We all have our own robust and reliable backup solutions so there’s no point in me telling you how important backups are, or how more important a working restore is.
The /home partition on my main Linux system is a 3 disk RAID5 array giving me 3TB of storage with some resilience. I use dedup for backing up important files on a daily basis, combined with rclone to my cloud storage giving me an offsite backup. Every so often I will do a full backup to an external 5TB encrypted drive, which lives in my bug out bag.
To use dedup
you have to first initialise a repository
dup-init <repo>
Encryption is always a good idea so instead you can generate a secret key, then use the key to initialise a repo
dup-keygen <keyfile>
dub-init -k <keyfile> -E XChaCha20-Poly1305 <repo>
Make sure you keep that key safe and secure, it is required for restoring.
It is best to use tar
for backing up directories as dedup
only handles single files. To backup a directory into the new repo incant
tar -cf - /path/to/dir | dup-pack -k <keyfile> -r <repo> <snapshot_name>
The snapshot_name
can be anything you want, I like to use the date.

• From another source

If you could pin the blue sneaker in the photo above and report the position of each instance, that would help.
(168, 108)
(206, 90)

Restoring a backup is straightforward, using tar
again to extract the archive
dup-unpack -k <keyfile> -r <repo> <snapshot_name> | tar -xf -
My daily cronjob runs a script to backup a list of important files and directories then sync the backups with my cloud storage using rclone
.
Once rclone
is authenticated with your cloud storage the command to copy is literally that
rclone copy /local/path/to/backups <storage_name>:/remote/path
My script uses ntfy to alert me if a backup fails (see my previous post on ntfy).
My full backup is not automated as it requires unlocking my external drive, so I don’t do this as often as I would like. I usually pick a weekend every couple of months when I will get the drive out and back up all my devices.
I try to run a practice restore every few weeks to ensure everything is still in good form and the process becomes habit. Panicking over lost data is never fun, so at least if I can perform a restore calmly I won’t be completely losing my mind.
This system has been working well for me for a long time. I try not to overcomplicate things, K.I.S.S. as they say.